NOTE: Some of this code, specifically the pkg"..." strings, is only compatible with Julia 1.3 and later. I recommend upgrading to Julia 1.3.1 if you haven’t already; it’s quite a bit faster at some things.

What are Julia packages?

Unlike software packages like MATLAB and Stata, much of Julia’s functionality is found in external packages. For example, you need the DataFrames.jl package to work with tabular data, you need the CSV.jl package to read tabular data, and you need the Optim.jl package to solve nonlinear optimization problems. None of these packages are installed by default. You need to add them using the Julia package manager. Let’s add the DataFrames and CSV packages to our new Julia installation.

using Pkg
pkg"add DataFrames CSV"
Resolving package versions...
  Updating `~/.julia/environments/v1.3/Project.toml`
  [336ed68f] + CSV v0.5.22
  [a93c6f00] + DataFrames v0.20.0
  Updating `~/.julia/environments/v1.3/Manifest.toml`
  [336ed68f] + CSV v0.5.22
  [324d7699] + CategoricalArrays v0.7.7
  [a93c6f00] + DataFrames v0.20.0
  [48062228] + FilePathsBase v0.7.0
  [41ab1584] + InvertedIndices v1.0.0
  [2dfb63ee] + PooledArrays v0.5.3
  [ea10d353] + WeakRefStrings v0.6.2
  [9fa8497b] + Future

There are many important concepts in the above output. Let’s discuss them briefly:

  1. Updating `~/.julia/environments/v1.3/Project.toml` means we are permanently adding packages to our default package environment, which lives in the file Project.toml stored on the computer at the path above. We’ll talk more about environments later.

  2. [336ed68f] - CSV v0.5.22 says we added the CSV package at the version 0.5.22, which is the latest feasible version. Why do I say “feasible”? More on that later.
  3. A version is a snapshot of the package code taken at a particular time. Packages change over time as they are updated by their maintainers. New features may be added, and bugs will be fixed (and introduced!). Importantly, code that works fine on version 0.5.22 of CSV may not work on a future version, like 0.6.1. This is why it’s important to understand versions. Julia’s package manager provides tools to make sure your code won’t break in the future because of a package update.

  4. Updating `~/.julia/environments/v1.3/Manifest.toml` says we are updating the file Manifest.toml. The Manifest is more detailed than the Project file. It contains a list of every package installed, those packages’ dependencies, and their precise versions.
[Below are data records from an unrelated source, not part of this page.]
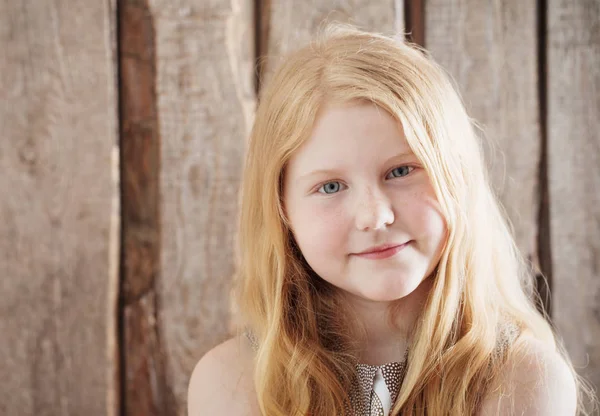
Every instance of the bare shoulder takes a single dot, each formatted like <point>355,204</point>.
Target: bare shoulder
<point>535,380</point>
<point>221,382</point>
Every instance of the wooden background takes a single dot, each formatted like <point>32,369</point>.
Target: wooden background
<point>124,125</point>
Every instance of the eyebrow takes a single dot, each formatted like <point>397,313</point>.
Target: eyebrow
<point>335,171</point>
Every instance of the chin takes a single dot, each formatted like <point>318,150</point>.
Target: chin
<point>382,292</point>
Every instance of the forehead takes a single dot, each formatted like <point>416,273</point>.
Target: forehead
<point>347,134</point>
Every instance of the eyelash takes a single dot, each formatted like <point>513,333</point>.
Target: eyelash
<point>411,168</point>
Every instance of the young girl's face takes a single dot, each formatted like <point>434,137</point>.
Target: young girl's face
<point>356,184</point>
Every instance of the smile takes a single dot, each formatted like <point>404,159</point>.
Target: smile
<point>383,254</point>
Given a Manifest.toml, you can exactly recreate the set of packages used by the code it came with, ensuring the code will work as expected.
  5. [324d7699] - CategoricalArrays v0.7.6 says we added the CategoricalArrays package to the Manifest. Where did this package come from? It is a dependency of DataFrames, meaning the DataFrames package uses CategoricalArrays internally.

How do I make sure that some Julia code I found somewhere will work?
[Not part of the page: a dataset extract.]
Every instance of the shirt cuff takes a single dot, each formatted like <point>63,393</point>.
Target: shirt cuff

As mentioned above, packages may change their functionality in future versions. For example, they might change the name of a function to something else. A piece of code which used the old name would break, meaning it would not work in the future. If we are sharing some code with someone else, or we just want to ensure our code won’t break after we update our packages, we need a way to attach the desired package versions to our code. We do this by using environments.
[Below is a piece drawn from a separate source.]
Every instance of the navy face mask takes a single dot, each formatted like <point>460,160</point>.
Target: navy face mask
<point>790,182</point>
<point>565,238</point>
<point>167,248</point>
To motivate the need for environments, let’s try running this block of code

using DataFrames
using GLM
x1 = rand(100); x2 = rand(100); eps = rand(100)
y = 2x1 .+ 3x2 .+ eps
df = DataFrame(y = y, x1 = x1, x2 = x2, eps = eps)
ols = lm(@formula(y ~ x1 + x2), df)
Error: ArgumentError: Package GLM not found in current path:
- Run `import Pkg; Pkg.add("GLM")` to install the GLM package.

Error: LoadError: UndefVarError: @formula not defined
in expression starting at none:1

It doesn’t work! This is because we never installed the GLM package.

We could add it, but how will we know we’ll have the same version the code above was written for? The safe solution is to activate the environment associated with this code.

Let’s try activating a project. Download this zip file here, which contains a Julia script, a Project.toml, and a Manifest.toml. Unzip it and change the working directory in Julia to that folder, then run this code.

using Pkg
pkg"activate ."
pkg"instantiate"
Activating environment at `~/Documents/data/myblog/aaowens.github.io/_posts
_content/ExampleProject/Project.toml`

It’s important to note the file path. Projects are associated with file directories. This code activates the environment specified by the Project.toml file in the current directory, then instantiates the packages at the versions specified in the Manifest.toml file. Let’s check what those are by checking the package environment status.

pkg"status"
Status `~/Documents/data/myblog/aaowens.github.io/_posts_content/Exampl
eProject/Project.toml`
  [a93c6f00] DataFrames v0.20.0
  [38e38edf] GLM v1.3.5

At this point, the package environment is exactly as it was when the project’s author wrote this code, so we can trust that the code will work.

using DataFrames
using GLM
x1 = rand(100); x2 = rand(100); eps = rand(100)
y = 2x1 .+ 3x2 .+ eps
df = DataFrame(y = y, x1 = x1, x2 = x2, eps = eps)
ols = lm(@formula(y ~ x1 + x2), df)
StatsModels.TableRegressionModel{GLM.LinearModel{GLM.LmResp{Array{Float64,1
}},GLM.DensePredChol{Float64,LinearAlgebra.Cholesky{Float64,Array{Float64,2
}}}},Array{Float64,2}}

y ~ 1 + x1 + x2

Coefficients:
──────────────────────────────────────────────────────────────────────────
             Estimate  Std. Error  t value  Pr(>|t|)  Lower 95%  Upper 95%
──────────────────────────────────────────────────────────────────────────
(Intercept)  0.602334    0.075256   8.0038    <1e-11   0.452972   0.751696
x1           1.95099     0.107514  18.1463    <1e-32   1.7376     2.16438 
x2           2.96151     0.104047  28.4633    <1e-48   2.75501    3.16801 
──────────────────────────────────────────────────────────────────────────

Again, we could have just added the GLM package to our default environment and not bothered with this separate project environment. The code would probably still work. However, this approach is safer and guarantees that if the DataFrames or GLM interface changes in a few years, our code won’t break. It also allows us to share our code with others, and it will just work.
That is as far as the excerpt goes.